ENB: The last puzzle

55 views

Skip to first unread message

Edward K. Ream

unread,

Nov 27, 2019, 8:07:21 AM11/27/19

to leo-e...@googlegroups.com

For several days I've been thinking that the crucial phase of the "unification" project might be completed in a few hours. Still true :-) After yesterday's work I know exactly what complications remain.

This Engineering Notebook post will discuss the complications in detail and offer a road map towards solving them. This post will be pre-writing for the most important part of the Theory of Operation.

tl;dr: Clearly, these complications can be solved: the token list and the parse tree contain all the required data. Alas, no trivial solution can possibly exist. An elegant solution might still be possible.

Overview of the code

The driver (main line) is a non-recursive traversal of the parse tree that visits each visitor in token order.

All visitors are generators. Each visitors contains one or more lines of one of the following forms:

yield from self.gen(tree_node)
yield from self.gen_token(token_kind, token_value)

Several abbreviations for gen_token exist for simplicity. The gen method "delegates" the traversal to constituent tree nodes. The sync_token method is the heart of the entire project. It does two things:

1. It verifies that the entire algorithm calls sync_token in the order in which they appear in the token list.

2. It creates two-way links between self.node (the present parse tree node) and token passed to put_token.

sync_token raises AssignLinksError if the token presented to sync_token does not match the present token, namely tog.token_list [tog.px]. tog.px is the token index. This index monotonically increases. Only sync_token ever updates this index.

Important: the entire "product" of the TOG classes are the two-way links between tokens and tree nodes.

Complications, part 1: ambiguous trees

Naively, one might think that only the token index is needed. Alas, that's not true, because the parse tree can be ambiguous. Two different inputs (and token lists) can generate exactly the same parse tree.

In particular, there is, in principle, no way that the do_If visitor can determine whether it should call gen_name('if') or gen_name('elif') by looking only at the parse tree. So do_If needs help from the token list.

A second index, tog.if_index, tracks all 'if', 'elif', and 'else' tokens in the token list. The peek_if helper returns the current 'if', 'elif', or 'else' token. The advance_if helper moves to the next 'if', 'elif' or 'else' token in the token list.

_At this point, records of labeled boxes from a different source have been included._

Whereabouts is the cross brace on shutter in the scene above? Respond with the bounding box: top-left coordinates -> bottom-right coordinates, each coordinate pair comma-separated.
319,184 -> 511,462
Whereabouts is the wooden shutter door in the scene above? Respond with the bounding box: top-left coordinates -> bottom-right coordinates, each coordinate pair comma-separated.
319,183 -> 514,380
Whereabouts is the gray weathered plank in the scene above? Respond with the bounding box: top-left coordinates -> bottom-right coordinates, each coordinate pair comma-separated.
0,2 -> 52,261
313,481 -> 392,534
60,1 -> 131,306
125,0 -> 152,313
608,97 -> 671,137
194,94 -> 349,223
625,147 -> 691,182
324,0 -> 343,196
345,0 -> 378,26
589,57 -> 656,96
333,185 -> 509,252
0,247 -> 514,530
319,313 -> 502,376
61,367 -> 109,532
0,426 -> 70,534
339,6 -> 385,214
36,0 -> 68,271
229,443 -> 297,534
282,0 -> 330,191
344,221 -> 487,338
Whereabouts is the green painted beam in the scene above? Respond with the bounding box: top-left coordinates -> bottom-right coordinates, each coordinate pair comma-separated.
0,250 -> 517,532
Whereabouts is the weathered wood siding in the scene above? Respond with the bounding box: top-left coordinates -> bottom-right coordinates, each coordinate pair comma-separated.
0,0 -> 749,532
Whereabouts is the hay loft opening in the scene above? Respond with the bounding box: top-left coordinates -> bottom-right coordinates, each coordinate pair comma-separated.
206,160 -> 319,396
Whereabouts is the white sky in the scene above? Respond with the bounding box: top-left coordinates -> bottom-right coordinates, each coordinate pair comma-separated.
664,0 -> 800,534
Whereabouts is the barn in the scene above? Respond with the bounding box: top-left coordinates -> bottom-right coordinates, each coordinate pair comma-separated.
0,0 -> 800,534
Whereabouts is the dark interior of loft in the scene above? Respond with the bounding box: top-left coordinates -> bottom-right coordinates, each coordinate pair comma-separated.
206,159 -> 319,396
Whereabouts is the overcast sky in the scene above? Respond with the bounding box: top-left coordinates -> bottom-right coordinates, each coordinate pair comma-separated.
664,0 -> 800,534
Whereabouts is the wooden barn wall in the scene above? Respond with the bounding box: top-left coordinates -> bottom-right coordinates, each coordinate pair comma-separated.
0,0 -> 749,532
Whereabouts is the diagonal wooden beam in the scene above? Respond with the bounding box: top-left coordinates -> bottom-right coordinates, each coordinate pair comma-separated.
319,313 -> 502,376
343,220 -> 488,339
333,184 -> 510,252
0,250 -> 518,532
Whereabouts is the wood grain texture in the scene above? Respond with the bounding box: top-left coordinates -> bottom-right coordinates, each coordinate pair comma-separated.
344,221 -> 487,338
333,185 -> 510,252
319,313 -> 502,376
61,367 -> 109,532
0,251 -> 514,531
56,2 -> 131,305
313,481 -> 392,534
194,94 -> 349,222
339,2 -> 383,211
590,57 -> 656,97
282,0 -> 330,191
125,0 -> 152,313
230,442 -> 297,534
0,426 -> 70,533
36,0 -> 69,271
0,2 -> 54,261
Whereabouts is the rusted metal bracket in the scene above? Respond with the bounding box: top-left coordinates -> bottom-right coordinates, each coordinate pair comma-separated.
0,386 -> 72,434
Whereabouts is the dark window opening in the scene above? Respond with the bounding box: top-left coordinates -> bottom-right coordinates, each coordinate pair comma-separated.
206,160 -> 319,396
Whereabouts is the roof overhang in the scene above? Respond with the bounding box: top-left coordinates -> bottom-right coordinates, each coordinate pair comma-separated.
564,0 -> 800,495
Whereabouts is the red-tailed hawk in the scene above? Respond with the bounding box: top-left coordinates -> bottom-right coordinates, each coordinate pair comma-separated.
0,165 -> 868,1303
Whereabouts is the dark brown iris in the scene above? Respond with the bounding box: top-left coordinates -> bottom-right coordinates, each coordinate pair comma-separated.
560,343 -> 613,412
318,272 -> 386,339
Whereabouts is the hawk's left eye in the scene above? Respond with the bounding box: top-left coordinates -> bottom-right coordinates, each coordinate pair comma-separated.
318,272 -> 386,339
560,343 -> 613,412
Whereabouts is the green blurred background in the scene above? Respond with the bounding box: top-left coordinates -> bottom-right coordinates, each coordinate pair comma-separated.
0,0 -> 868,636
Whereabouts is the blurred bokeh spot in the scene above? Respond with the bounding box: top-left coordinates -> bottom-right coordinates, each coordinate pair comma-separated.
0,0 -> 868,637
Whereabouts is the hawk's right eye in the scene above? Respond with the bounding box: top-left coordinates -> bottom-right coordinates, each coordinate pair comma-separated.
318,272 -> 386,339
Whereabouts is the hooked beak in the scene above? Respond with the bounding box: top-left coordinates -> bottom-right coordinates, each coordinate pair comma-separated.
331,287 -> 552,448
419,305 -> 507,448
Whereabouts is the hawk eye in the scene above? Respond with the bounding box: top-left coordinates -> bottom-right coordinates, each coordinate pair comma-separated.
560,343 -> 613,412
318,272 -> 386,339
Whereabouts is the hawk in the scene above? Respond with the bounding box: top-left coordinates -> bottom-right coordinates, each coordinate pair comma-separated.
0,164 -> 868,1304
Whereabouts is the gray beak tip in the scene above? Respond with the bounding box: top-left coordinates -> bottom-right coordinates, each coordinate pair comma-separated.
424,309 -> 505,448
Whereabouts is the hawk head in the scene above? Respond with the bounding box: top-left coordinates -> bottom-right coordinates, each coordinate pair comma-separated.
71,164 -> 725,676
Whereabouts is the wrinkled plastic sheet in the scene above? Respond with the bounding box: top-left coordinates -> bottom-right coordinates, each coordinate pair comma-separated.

Note: The do_IfExp visitor handles ternary operators. This visitor must also call advance_if, because ternary operators must "consume" one "if" token and one "else" token.

Complications, part deux: joined and formatted strings

The second set of complications became fully visible only late yesterday. Solving them will involve a new index, tog.string index, and a new helper, tog.advance_str. Alas, these do not suffice, as I discovered yesterday, because...

1. A FormattedValue node represents a single token (a formatted string) that corresponds to an arbitrarily large subtree of parse nodes.

2. A JoinedStr node is a single tree node that corresponds to arbitrarily many tokens.

3. Parse trees can contain nested FormattedValue and JoinedStr nodes. This is the acid test.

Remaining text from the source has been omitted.